Профессор Влад - [71]

Шрифт
Интервал

Как ни пытался он залатать отверстие, ничего не выходило: энергетический «хвост», присосавшийся к Анне наподобие пиявки, оказался слишком мощным, чтобы Гарри мог его нейтрализовать. Тогда он решил, по крайней мере, отследить паразита. Сосредоточившись на Аннином внутреннем «я», он зацепился волевой чакрой за кончик «хвоста» и отправился в неведомое; но, чем дальше забирался, перехватывая тугой энергетический жгут астральными ладонями, тем хуже и тошнее ему становилось — и тем острее ощущалось присутствие чего-то очень сильного, злобного и дьявольского — чего-то такого, что, как полагал Гарри, и было причиной всех его затруднений. На середине пути его чуть было не одолело искушение остановиться и повернуть обратно, — но он переборол себя и упрямо двинулся вперёд — к разгадке мерзкой тайны. И вот она уже маячит совсем близко, обдавая Гарри тошнотворным смрадом и томя душу адским, невыносимым, пронзительным воем; собрав воедино все внутренние силы, призвав на помощь всех известных ему духовных учителей, одним мучительным рывком Гарри швырнул своё астральное тело к самому основанию энергетического «хвоста» — и, взглянув, наконец, третьим глазом на то, что так долго и страшно мучило его, увидел…

До сих пор Гарри как-то удавалось держать своё лицо в узде; но с приближением пикового момента оно вновь жутко заплясало и задергалось — и по этой однозначной примете я тут же без всяких сомнений поняла, чьё имя сейчас услышу:

— Это был старый пердун Калмыков!!! — в ярости заорал брат, размахиваясь и запуская хрустальным шаром в стену; тот с разгону в неё впечатался, с жалобным чпоком отскочил на пол и мягко покатился по паласу, оказавшись, к моему радостному облегчению, целым и невредимым. Впрочем, я давно подозревала, что мой бережливый братец из экономии рано или поздно перейдет на оргстекло.

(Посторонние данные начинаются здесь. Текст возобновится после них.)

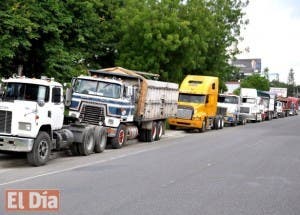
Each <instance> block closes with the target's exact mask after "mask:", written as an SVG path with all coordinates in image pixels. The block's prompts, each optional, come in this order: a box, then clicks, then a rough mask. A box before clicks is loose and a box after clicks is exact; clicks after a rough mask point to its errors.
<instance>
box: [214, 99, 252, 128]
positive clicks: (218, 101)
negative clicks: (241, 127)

Дорожную сумку с вещами Анны я тем же вечером привезла домой — вместе со странным чувством, что ситуация повторяется, только в роли Гарри теперь я, а несчастная Анна исполняет унизительную роль Оскара Ильича. В ту же ночь она уехала к родителям, на чём её краткое участие в Гарриной жизни и завершилось. Мне же на долю выпало самое трудное — лечить братнину психику, после месяца семейной жизни расшатанную, как молочный зуб. Терапия моя сложностью не отличалась — игра в шахматы на достойном уровне, тихие, неспешные беседы за рюмкой «Хеннесси», романтические бдения на мосту через Водоотводный канал с пакетом искрошенного хлеба… — словом, привычные, уютные развлечения, ограниченные разве что одним суровым табу, которое, впрочем, давалось нам без труда — благо с некоторых пор я и сама себе строго-настрого запретила думать о профессоре Калмыкове.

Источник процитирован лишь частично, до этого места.